The slice and add method.

The least efficient.


def slice_method():
    global a
    global index
    a = a[:index] + a[index+1:]


 24     0 LOAD_GLOBAL    0 (a)
        3 LOAD_GLOBAL    1 (index)
        6 SLICE+2
        7 LOAD_GLOBAL    0 (a)
       10 LOAD_GLOBAL    1 (index)
       13 LOAD_CONST     1 (1)
       16 BINARY_ADD
       17 SLICE+1
       18 BINARY_ADD
       19 STORE_GLOBAL   0 (a)
       22 LOAD_CONST     0 (None)
       25 RETURN_VALUE

Note: In all three disassembles ignore the last two lines which basically are return None. Also the first two lines are loading the global values a and index.


  • 6

    Your slicing method does not remove an element from a list: instead it creates a new list object containing all but the ith entry from the original list.

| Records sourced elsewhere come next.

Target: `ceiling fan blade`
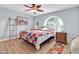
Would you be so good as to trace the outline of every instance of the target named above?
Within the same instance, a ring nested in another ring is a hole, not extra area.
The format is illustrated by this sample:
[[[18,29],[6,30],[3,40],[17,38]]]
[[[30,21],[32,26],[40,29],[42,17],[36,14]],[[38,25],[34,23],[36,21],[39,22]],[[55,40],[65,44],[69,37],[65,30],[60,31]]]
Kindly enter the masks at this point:
[[[44,12],[43,10],[37,10],[37,11]]]
[[[37,8],[40,8],[41,7],[41,5],[37,5]]]
[[[30,7],[30,6],[28,6],[28,5],[24,5],[25,7],[28,7],[28,8],[32,8],[32,7]]]
[[[25,10],[25,11],[30,11],[31,9]]]

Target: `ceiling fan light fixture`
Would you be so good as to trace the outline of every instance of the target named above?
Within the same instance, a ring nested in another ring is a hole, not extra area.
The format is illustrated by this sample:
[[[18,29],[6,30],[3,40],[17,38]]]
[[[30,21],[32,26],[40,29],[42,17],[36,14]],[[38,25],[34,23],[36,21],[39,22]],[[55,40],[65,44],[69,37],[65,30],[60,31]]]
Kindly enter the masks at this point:
[[[32,10],[32,12],[35,14],[35,13],[37,13],[37,10]]]

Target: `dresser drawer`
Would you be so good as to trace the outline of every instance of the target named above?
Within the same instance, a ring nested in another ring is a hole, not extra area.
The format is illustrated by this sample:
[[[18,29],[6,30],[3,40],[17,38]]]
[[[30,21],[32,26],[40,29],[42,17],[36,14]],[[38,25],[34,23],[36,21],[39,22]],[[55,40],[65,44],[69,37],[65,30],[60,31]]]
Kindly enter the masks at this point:
[[[63,39],[63,40],[66,39],[65,36],[57,36],[56,38],[57,38],[57,39]]]

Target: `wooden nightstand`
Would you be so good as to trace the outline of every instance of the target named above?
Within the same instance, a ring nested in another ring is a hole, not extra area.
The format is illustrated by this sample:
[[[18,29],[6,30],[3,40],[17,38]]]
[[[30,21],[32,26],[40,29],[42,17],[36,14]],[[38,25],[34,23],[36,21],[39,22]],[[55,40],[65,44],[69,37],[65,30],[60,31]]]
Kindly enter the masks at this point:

The original list is left unmodified.

    Jun 22, 2014 at 15:28

  • @MarkDickinson Have edited the answer to clarify the same … Please let me know if it looks good now ?

    – Raghav RV

    Jun 22, 2014 at 16:13

  • 8

    Maybe the answer wasn’t entirely on topic, but the indexing method is useful if you need to omit an item from an immutable object, such as a tuple. pop() and del() will not work in that case.

    – Caleb

    Dec 18, 2014 at 17:31

  • 7

    @rvraghav93 out of all presented methods during the entire post, the a = a[:index] + a[index+1 :]-trick was the savest, when it comes to huge lists. All the other methods ended up in a deadlock. So thank you very much

    Mar 4, 2016 at 18:38

  • 4

    Indeed Mark, you are grumpy. This answer is the one I prefered because it was really pedagogical. I learned most from this answer and the desassembly details that were provided and the impact on performanc. Plus the slicing method, yes, create another object, but now it is specified and sometimes that is also what you need.